What Does District 9 Have To Say About Apartheid?

I caught a matinee of District 9 today with a friend who is a devoted sci-fi buff, and who spent several years living in South Africa (in the post-apartheid aughts). Afterward, we agreed we’d had a blast—unlike Dan Engber, whose review is here —and then got to the harder work of puzzling over the film’s politics. That District 9 grapples with apartheid is irrefutable, but what does it have to say on the subject? (Spoilers hover above the next paragraph, their alien turbines idling.) 

My friend was troubled by the depiction of the stranded aliens as “shiftless” “intergalactic schlubs,” as Dan puts it.

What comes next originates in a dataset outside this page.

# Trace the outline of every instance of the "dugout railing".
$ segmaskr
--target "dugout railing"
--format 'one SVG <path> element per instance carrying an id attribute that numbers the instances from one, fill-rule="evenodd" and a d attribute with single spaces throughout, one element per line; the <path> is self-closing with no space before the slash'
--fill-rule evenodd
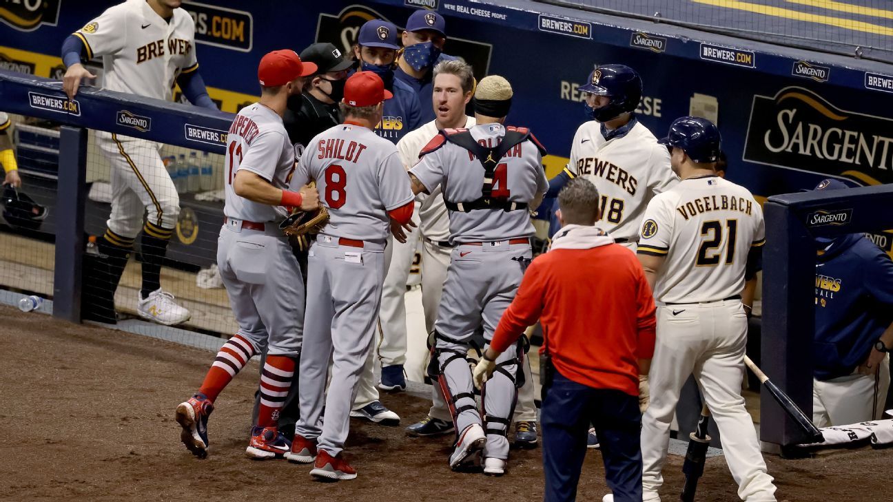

There’s something unsavory, he argued, in director Neill Blomkamp portraying his allegorical shack dwellers as dumb, hapless, and helpless members of a community so thoroughly rent by poverty and oppression that the only hope for their betterment lies either in intervention from the outside (Wikus van der Merwe) or the lone efforts of an anomalous, intellectually advanced insider (the alien called Christopher Thompson). This logic can take on an infantilizing, unempowering aspect, he said, that denies oppressed parties agency, the ability to organize effectively from the ground up.

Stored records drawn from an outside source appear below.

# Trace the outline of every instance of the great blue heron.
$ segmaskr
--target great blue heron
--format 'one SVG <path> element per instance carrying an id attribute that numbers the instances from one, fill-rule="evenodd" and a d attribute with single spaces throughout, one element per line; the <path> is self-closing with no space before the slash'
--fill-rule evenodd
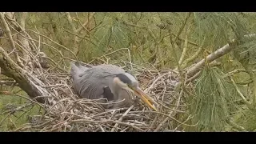
<path id="1" fill-rule="evenodd" d="M 135 78 L 117 66 L 90 66 L 72 62 L 70 74 L 74 91 L 80 98 L 106 98 L 112 103 L 108 108 L 121 108 L 130 106 L 135 94 L 157 110 L 154 106 L 156 102 L 139 88 Z"/>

We were both uncertain about Blomkamp’s ultimate point about miscegenation, for lack of a better word, as represented by Wikus’s gooey transformation into a prawn. Right through the film’s final image, Wikus regards his othering from himself as a horror he wants reversed—he fights the evil MNU not out of virtue but out of self-interest and, in the process, becomes a microcosmic model for any “native” body that fears “foreign” contamination. The transforming/transformed Wikus isn’t the embodiment of post-racial harmony. Rather, the metamorphosis alienates him twice over, strands him between categories that are themselves left intact: He’s not a human and he’s not a “prawn,” either.

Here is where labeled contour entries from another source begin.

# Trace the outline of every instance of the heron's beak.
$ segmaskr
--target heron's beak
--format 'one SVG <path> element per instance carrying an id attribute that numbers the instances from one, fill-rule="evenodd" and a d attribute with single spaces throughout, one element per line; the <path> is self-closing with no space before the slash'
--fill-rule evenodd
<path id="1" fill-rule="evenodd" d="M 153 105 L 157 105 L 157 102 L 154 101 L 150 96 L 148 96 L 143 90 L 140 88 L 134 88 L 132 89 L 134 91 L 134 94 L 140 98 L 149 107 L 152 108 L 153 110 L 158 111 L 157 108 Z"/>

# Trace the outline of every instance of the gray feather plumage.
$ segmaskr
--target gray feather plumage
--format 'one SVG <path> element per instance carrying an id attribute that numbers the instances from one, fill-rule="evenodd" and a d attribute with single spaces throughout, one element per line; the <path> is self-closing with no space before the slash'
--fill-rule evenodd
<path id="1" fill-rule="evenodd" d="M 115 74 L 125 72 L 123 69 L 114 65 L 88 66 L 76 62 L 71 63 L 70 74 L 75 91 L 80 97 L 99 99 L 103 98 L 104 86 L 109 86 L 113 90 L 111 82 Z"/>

That’s fine—it makes him a more interesting character and District 9 a more complicated film. But while it’s clear Wikus isn’t a radical, Blomkamp’s own position remains opaque. It occurs to me that we could easily imagine the South African Lou Dobbs, say, sympathizing with and championing the prawns—after all, they don’t peskily want jobs or equal rights as citizens; they just want to wash our hands of themselves and fly on home.